3. Run the test_exp/main.py and see the simulation result.
```python
python test_exp/main.py
```
## 📖 Getting Started
HOBTEA uses OpenAI's GPT-3.5 as the language model. You need to have an OpenAI API key to use HOBTEA. You can get one from [here](https://platform.openai.com/account/api-keys).
After the installation process, you can run BTPG by:
```python
import btpg
import time
from btpg import BehaviorTree
from btpg.utils.tools import *
from btpg.algos.bt_planning.main_interface import BTExpInterface
from btpg.algos.llm_client.tools import goal_transfer_str
# Initialize environment and conditions
scene = "VH" # RW RH RHS
env, cur_cond_set = setup_environment(scene)
goal_str = 'IsIn_milk_fridge & IsClose_fridge'
# Transfer goal string to goal set
goal_set = goal_transfer_str(goal_str) # [{'IsIn(milk, fridge)', 'IsClose(fridge)'}]
# Initialize Behavior Tree Planning Interface
algo = BTExpInterface(env.behavior_lib, cur_cond_set=cur_cond_set,
priority_act_ls=[], key_predicates=[],
key_objects=[],
selected_algorithm="hobtea", mode="big",
act_tree_verbose=False, time_limit=15,
heuristic_choice=0, output_just_best=True)
# Process goal set
algo.process(goal_set)
time_limit_exceeded = algo.algo.time_limit_exceeded
ptml_string, cost, expanded_num = algo.post_process()
# Execute Behavior Tree
error, state, act_num, current_cost, record_act_ls, ticks = algo.execute_bt(
goal_set[0], cur_cond_set, verbose=False
)
# Output results
print(
f"\x1b[32m Goal: {goal_str} \n Executed {act_num} action steps\x1b[0m",
"\x1b[31mERROR\x1b[0m" if error else "",
"\x1b[31mTIMEOUT\x1b[0m" if time_limit_exceeded else ""
)
print("Current cost:", current_cost, "Expanded nodes:", expanded_num)
# Save Behavior Tree to file
file_name = "tree"
file_path = f'./{file_name}.btml'
with open(file_path, 'w') as file:
file.write(ptml_string)
# Load and visualize Behavior Tree
bt = BehaviorTree(file_path, env.behavior_lib)
bt.print()
bt.draw()
# Simulate execution in a simulated scenario
goal = goal_set[0]
print(f"Goal: {goal}")
env.agents[0].bind_bt(bt)
env.reset()
is_finished = False
while not is_finished:
is_finished = env.step()
if goal <= env.agents[0].condition_set:
is_finished = True
env.close()
```
## 🎮 Simulation
The images below illustrate examples from two simulation scenarios, including behavior trees generated by LLM-HOBTEA and their corresponding simulation environments.
### RoboWaiter
The RoboWaiter scenario involves a service robot performing tasks in a café setting.

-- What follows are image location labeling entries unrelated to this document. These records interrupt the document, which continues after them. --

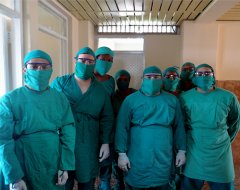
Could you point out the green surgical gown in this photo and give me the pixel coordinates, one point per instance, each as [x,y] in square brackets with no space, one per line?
[37,137]
[212,122]
[93,119]
[148,127]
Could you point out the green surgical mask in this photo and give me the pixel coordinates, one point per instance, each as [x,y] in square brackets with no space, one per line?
[37,79]
[151,87]
[186,75]
[102,67]
[170,85]
[84,71]
[204,82]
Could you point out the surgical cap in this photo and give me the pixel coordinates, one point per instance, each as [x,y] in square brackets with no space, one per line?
[104,50]
[152,70]
[170,69]
[85,50]
[122,72]
[204,65]
[34,54]
[188,63]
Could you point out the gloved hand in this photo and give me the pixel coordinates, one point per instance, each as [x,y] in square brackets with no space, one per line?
[180,158]
[19,185]
[123,162]
[62,177]
[104,152]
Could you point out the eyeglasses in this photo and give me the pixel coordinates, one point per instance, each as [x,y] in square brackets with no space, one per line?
[190,69]
[86,61]
[205,73]
[152,76]
[38,66]
[171,76]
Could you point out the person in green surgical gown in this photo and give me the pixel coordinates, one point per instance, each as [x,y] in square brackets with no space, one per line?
[92,110]
[104,60]
[149,126]
[212,122]
[37,133]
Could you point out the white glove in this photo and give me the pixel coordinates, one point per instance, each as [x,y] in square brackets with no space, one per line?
[20,185]
[104,152]
[123,162]
[180,158]
[62,177]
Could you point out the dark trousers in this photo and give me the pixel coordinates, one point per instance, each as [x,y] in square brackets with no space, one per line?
[118,176]
[196,184]
[81,186]
[162,187]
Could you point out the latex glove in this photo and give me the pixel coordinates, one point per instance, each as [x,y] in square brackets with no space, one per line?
[20,185]
[62,177]
[104,152]
[123,162]
[180,158]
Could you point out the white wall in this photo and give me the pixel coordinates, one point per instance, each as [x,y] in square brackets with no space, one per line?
[215,43]
[162,50]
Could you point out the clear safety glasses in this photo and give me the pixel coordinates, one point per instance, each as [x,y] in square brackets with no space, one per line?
[152,77]
[171,76]
[38,66]
[205,73]
[86,61]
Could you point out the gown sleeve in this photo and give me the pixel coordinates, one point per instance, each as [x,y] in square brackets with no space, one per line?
[9,164]
[67,138]
[233,119]
[123,128]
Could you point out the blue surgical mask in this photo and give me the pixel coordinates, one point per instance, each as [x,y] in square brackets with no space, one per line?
[151,87]
[170,85]
[187,75]
[37,79]
[204,82]
[102,67]
[84,71]
[122,85]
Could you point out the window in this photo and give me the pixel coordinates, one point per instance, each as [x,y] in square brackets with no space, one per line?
[122,44]
[10,45]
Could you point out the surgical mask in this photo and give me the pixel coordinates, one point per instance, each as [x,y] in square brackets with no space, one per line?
[37,79]
[170,85]
[204,82]
[102,67]
[84,71]
[151,86]
[122,85]
[186,75]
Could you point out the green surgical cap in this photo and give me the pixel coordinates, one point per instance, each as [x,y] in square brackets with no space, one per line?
[85,50]
[188,63]
[152,69]
[171,69]
[122,72]
[34,54]
[204,65]
[104,50]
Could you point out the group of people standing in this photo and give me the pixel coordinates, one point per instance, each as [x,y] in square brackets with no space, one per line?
[79,127]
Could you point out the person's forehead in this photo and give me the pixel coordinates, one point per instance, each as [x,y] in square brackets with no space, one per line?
[105,56]
[88,56]
[204,69]
[187,66]
[171,73]
[38,60]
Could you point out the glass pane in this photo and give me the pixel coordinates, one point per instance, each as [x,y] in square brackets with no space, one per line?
[8,3]
[51,20]
[122,44]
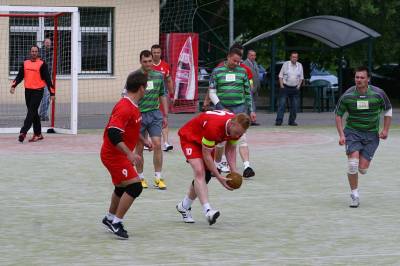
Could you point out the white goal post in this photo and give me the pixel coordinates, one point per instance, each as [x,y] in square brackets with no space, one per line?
[71,126]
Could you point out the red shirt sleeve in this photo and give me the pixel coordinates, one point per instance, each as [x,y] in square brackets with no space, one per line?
[120,117]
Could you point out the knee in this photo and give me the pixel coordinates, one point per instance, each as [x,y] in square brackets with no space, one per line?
[134,190]
[243,141]
[352,166]
[363,171]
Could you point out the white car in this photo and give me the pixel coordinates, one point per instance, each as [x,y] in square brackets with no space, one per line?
[324,75]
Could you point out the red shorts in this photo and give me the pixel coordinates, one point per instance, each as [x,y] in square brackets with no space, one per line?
[191,150]
[120,170]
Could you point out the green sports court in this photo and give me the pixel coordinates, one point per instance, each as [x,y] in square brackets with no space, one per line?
[295,210]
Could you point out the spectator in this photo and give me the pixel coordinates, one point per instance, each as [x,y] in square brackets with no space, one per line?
[290,79]
[35,80]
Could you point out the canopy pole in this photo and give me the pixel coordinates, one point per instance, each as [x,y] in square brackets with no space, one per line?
[272,93]
[370,54]
[340,72]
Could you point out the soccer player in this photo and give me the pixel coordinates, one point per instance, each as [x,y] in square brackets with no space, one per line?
[198,138]
[163,67]
[364,104]
[153,119]
[119,140]
[230,89]
[35,73]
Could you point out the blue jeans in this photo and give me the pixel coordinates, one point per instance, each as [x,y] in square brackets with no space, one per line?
[44,106]
[293,94]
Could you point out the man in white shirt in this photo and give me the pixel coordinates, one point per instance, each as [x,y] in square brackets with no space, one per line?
[290,79]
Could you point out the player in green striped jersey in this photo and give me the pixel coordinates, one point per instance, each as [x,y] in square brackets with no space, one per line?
[230,89]
[152,119]
[364,104]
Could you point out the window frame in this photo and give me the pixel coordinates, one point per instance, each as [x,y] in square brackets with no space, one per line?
[40,30]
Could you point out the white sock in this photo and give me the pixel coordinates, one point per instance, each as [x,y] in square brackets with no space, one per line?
[223,159]
[187,202]
[206,207]
[110,216]
[141,175]
[116,220]
[355,193]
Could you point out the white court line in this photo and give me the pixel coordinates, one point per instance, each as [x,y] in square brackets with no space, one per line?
[233,198]
[236,261]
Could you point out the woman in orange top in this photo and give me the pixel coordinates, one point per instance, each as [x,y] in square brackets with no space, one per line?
[36,76]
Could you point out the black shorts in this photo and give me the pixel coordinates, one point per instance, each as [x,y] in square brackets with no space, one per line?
[365,143]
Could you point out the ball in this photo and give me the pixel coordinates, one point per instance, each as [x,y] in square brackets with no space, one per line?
[236,180]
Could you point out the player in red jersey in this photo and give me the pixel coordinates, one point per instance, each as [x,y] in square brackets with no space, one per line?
[164,68]
[198,139]
[119,140]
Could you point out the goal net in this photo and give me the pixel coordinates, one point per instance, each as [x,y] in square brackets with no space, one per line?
[21,28]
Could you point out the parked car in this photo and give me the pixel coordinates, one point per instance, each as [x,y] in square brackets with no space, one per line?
[322,74]
[387,77]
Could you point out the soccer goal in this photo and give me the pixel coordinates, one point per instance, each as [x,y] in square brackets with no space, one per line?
[21,27]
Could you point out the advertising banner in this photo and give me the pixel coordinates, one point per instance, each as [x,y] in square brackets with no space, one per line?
[180,50]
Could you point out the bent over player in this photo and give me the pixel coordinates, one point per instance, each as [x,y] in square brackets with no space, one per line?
[198,138]
[119,140]
[364,104]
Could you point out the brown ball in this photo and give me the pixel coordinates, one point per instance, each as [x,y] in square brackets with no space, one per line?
[236,181]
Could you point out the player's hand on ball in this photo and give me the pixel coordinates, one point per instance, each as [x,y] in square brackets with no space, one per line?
[223,180]
[342,140]
[134,158]
[235,180]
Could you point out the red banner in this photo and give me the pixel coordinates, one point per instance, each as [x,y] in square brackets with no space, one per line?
[181,50]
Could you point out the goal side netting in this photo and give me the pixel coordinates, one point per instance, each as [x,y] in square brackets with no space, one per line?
[21,27]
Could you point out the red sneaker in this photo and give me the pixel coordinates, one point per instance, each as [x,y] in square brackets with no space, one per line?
[36,138]
[21,137]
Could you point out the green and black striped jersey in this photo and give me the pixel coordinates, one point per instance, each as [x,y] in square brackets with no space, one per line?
[232,86]
[363,110]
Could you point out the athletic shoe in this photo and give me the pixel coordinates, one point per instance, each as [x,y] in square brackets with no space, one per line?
[107,223]
[36,138]
[186,214]
[223,167]
[167,147]
[355,201]
[21,137]
[44,118]
[119,231]
[144,183]
[160,183]
[212,216]
[248,172]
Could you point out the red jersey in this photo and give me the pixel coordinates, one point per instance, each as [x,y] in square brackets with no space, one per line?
[162,67]
[248,70]
[126,117]
[208,128]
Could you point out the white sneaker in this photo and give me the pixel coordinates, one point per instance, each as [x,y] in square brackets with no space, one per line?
[212,216]
[186,214]
[355,201]
[167,147]
[223,167]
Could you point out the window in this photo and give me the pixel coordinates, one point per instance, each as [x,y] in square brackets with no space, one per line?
[94,40]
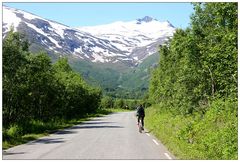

**Goal:** `On(Coffee,Table3) & Active(AC)`

### VirtualHome
The VirtualHome scenario simulates a household environment where a robot performs various domestic tasks.
**Goal:** `IsIn(bananas,fridge) & IsClose(fridge)`

## 📜 License
This project is licensed under the MIT License. See the [LICENSE](LICENSE) file for details.